Well-posedness of the main mixed problem for the multidimensional lavrentiev — bitsadze equation

It is known that the oscillations of elastic membranes in space are modelled with partial differential equations. If the deflection of the membrane is considered as a function of $u (x,t), x=(x_{1},..., x_{m}), m\geq2,$ then, according to the Hamilton principle, we arrive to a multidimensional wave equation.
Assuming that the membrane is in equilibrium in the bending position, we also obtain the multidimensional Laplace equation from the Hamilton's principle.
Consequently, the oscillations of elastic membranes in space can be modelled with a multidimensional Lavrentiev — Bitsadze equation.

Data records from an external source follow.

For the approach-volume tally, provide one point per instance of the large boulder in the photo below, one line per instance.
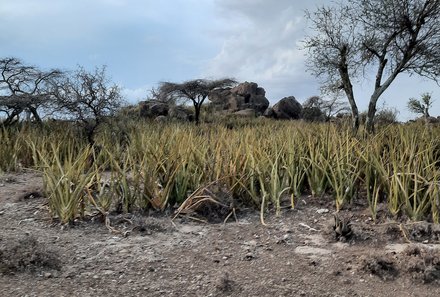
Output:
(153, 109)
(245, 113)
(246, 95)
(181, 113)
(287, 108)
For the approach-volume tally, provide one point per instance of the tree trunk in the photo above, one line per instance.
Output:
(348, 88)
(197, 108)
(34, 112)
(369, 123)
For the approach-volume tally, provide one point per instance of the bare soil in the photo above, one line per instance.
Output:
(297, 254)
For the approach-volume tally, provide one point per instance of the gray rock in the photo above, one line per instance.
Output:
(287, 108)
(244, 96)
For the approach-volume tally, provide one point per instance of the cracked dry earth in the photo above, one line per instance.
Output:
(296, 254)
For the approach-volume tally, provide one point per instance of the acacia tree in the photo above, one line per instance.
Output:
(195, 90)
(421, 106)
(88, 97)
(24, 89)
(356, 38)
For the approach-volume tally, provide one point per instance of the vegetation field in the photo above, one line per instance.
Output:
(309, 209)
(262, 164)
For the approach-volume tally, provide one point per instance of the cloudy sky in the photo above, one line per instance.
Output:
(144, 42)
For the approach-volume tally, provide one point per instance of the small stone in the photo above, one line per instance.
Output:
(249, 256)
(108, 272)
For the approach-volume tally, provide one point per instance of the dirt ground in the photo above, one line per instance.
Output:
(296, 254)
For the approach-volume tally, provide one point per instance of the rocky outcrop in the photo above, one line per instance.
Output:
(247, 95)
(153, 109)
(287, 108)
(245, 113)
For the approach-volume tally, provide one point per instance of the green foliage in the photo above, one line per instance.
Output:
(264, 164)
(421, 106)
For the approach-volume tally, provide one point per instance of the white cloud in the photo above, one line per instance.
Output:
(261, 43)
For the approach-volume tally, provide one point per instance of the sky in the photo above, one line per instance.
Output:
(145, 42)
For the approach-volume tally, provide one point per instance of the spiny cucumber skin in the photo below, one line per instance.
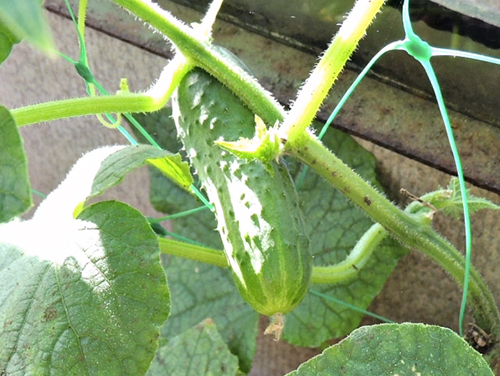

The main mixed problem in the cylindrical domain for multidimensional hyperbolic equations in the space of generalized functions is well studied. In the works of the author, the well-posedness of this problem for multidimensional hyperbolic and elliptic equations is proved, and the explicit forms of classical solutions are obtained.
As far as we know, these questions for multidimensional hyperbolic-elliptic equations have not been studied.
The mixed problem with boundary-value conditions for the multidimensional Lavrentiev — Bitsazde equation is ill-posed.
In this paper, we prove the unique solvability and obtain an explicit form of classical solution of the main mixed problem with boundary and initial conditions for the multidimensional Lavrentiev — Bitsadze equation.